Conservative group leader Cllr Jeff Green fumed: "I asked for these papers at the meeting in 2011 and was told I could not see them.

"I can now well underststand why Labour was so keen to bury them.

"Clearly the administration at the time put immense pressure on Jim Wilkie to alter his report - and when I asked them to declare if they had any direct input to that report, Steve Foulkes' minuted response seems disingenuous at best.

"I now have to question what other matters Labour have had a direct hand in."

Leading Liberal Democrat councillor Stuart Kelly said: "The redacted documents raise as many questions as answers.

"But it is clear there was major disagreement at the very top of the council on the way the authority needed to be organised with Steve Foulkes effectively threatening to declare he had no confidence in Jim Wilkie as chief executive if he didn’t get his own way.

"It is impossible to know who was right from the information released so far, and I believe the council should now release all the documents, unredacted, to allow us all to make that judgement."

Councillor Foulkes - the borough's mayor-elect for 2014 - was ousted as leader after Tories and Lib Dems united in a vote of no confidence in the council chamber in February last year.

Mr Wilkie left the authority under a voluntary early retirement agreement in June 2012 following a prolonged period of sick leave.

A raft of measures aimed at turning the authority around have been implemented and earlier this month a review by the Local Government Association praised Wirral for making an “impressive journey of improvement.”

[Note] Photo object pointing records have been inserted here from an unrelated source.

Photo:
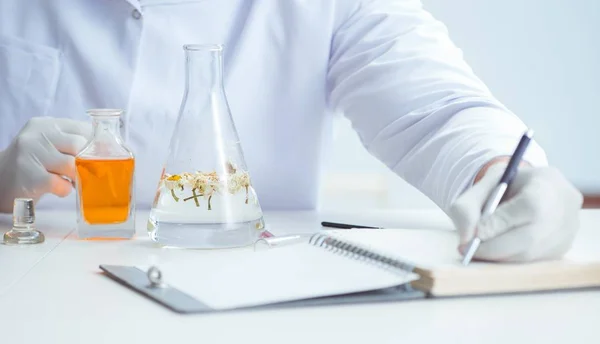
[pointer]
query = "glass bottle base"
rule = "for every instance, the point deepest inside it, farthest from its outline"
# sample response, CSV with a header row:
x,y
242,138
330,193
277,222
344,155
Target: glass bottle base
x,y
205,235
23,237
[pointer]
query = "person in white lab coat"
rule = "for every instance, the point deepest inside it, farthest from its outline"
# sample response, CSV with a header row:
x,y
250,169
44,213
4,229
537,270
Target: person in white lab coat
x,y
388,66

  • The Klonowski probe - which cost tax-payers £250,000 - was in response to a scandal first exposed in the Wirral Globe.
  • In 2008, we exclusively reported whistle-blower Martin Morton's revelations of systematic overcharging of vulnerable and disabled residents living in council care homes.
  • His claims led to the investigation, which concluded in uncompromising terms the council needed a root and branch change in its culture.